British Universities Film & Video Council

moving image and sound, knowledge and access

Spotlight on Community Filmmaking

Community Filmmaking and Cultural Diversity: Practice, Innovation and Policy.  Sarita Malik, with Caroline Chapain and Roberta Comunian, discusses an AHRC funded project that has opened up a range of possible research avenues and partnerships between academics and community filmmakers.

About the Authors:

MalikDr Sarita Malik is a Lecturer in Media and Communications in the  Department of Sociology and Communications at Brunel University. She previously worked for the BBC as a Researcher, and later as an Arts Programmer specialising  in Asian Arts, a research bid writer and Research Fellow on a large ESRC project exploring public understandings of regulation. Her doctoral research, based at  the British Film Institute, analysed the history of Black and Asian  representation on British television and was supervised by the renowned  sociologist, Stuart Hall.
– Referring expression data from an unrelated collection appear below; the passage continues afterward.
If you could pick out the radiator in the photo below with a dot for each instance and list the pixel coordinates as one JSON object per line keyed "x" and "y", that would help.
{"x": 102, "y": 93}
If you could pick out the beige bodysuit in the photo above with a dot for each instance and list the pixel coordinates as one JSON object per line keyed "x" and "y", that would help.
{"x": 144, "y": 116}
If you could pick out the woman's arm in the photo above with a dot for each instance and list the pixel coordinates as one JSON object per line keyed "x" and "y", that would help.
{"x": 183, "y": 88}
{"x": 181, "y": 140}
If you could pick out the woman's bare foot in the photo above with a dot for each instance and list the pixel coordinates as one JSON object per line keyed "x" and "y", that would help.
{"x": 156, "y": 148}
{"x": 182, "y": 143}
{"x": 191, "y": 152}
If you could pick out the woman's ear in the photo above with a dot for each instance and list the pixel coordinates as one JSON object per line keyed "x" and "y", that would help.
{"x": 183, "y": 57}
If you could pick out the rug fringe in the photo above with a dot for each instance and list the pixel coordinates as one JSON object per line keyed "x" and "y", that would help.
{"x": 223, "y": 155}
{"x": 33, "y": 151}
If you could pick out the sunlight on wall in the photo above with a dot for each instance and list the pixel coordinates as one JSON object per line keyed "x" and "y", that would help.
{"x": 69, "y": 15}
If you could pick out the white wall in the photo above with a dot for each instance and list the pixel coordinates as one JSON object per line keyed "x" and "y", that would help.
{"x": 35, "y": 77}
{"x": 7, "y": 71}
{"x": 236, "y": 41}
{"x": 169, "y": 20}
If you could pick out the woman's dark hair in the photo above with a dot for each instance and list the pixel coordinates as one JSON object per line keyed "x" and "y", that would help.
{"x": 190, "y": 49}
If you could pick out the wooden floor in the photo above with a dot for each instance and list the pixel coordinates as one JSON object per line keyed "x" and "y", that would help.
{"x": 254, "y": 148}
Sarita’s academic research is focused on how social  processes and systems operate in relation to ideology and inequalities, with a particular focus on the relationship between the media and cultural  representation. Current projects examine cultural diversity and public service broadcasting, reality TV and discourses of equality, and black and Asian British cinema.

ChapainDr Caroline Chapain is a lecturer at the Business School, University of  Birmingham. Previously, Caroline studied and worked in France and in Canada. From 2002 to 2005, she worked as a research advisor on public finance, economic development, and cultural issues for the Montreal Metropolitan Planning Organization. Since 2005, she has been looking at the way creative industries emerge, operate and develop at the local and regional levels in the UK and in Europe. She was part of ACRE, a FP6 project which aimed to assess the impact of the emerging ‘creative class’ and the rise of the ‘creative industries’ on the competitiveness of EU metropolitan regions. She was involved in a project   looking at the links between creative clusters and regional innovation in Great Britain for NESTA (the British national agency for innovation).

ComunianDr. Roberta Comunian is Lecturer in Cultural  and Creative Industries at  the Department for Culture, Media and Creative Industries at King’s College London.  She previously worked at the University of Kent and at the University of Southampton. She holds a European Doctorate title in Network  Economy and Knowledge Management. She is interested in: relationship between public and private investments in the arts, art and cultural regeneration  projects, cultural and creative industries, creativity and competitiveness. She  has been Marie Curie Fellow at University of Newcastle (Centre for Urban and Regional Development Studies) investigating the relationship between creative industries, cultural policy and public supported art institutions.

 

Context of the project
Led by Dr Sarita Malik (Brunel University) along with Dr Caroline Chapain (University of Birmingham) and Dr Roberta Comunian (Kings College London), this research has helped to understand better how community filmmaking practices, in culturally diverse contexts, contribute to the wider film ecology and to representation, identity and innovation.

The British Film Institute, where the final project conference was held on 22 and 23 January 2014, says that this project has helped, ‘enrich our own knowledge and contact with this area of film culture.’ Such was the interest in the conference that there was a waiting list!

At the conference, Malik, Chapain and Comunian presented some of the preliminary findings from the research. There was also an opportunity for academics, experts and practitioners in this field to contribute through papers, presentations and networking. With in-depth case studies conducted in three English regions, Hampshire, the Midlands and London, an important part of the project was working with community partners, City-Eye, Lighthouse and WORLDwrite and also giving them an opportunity to share and discuss their community filmmaking and also present their work at the showcase event, one of the highlights of the BFI-hosted conference.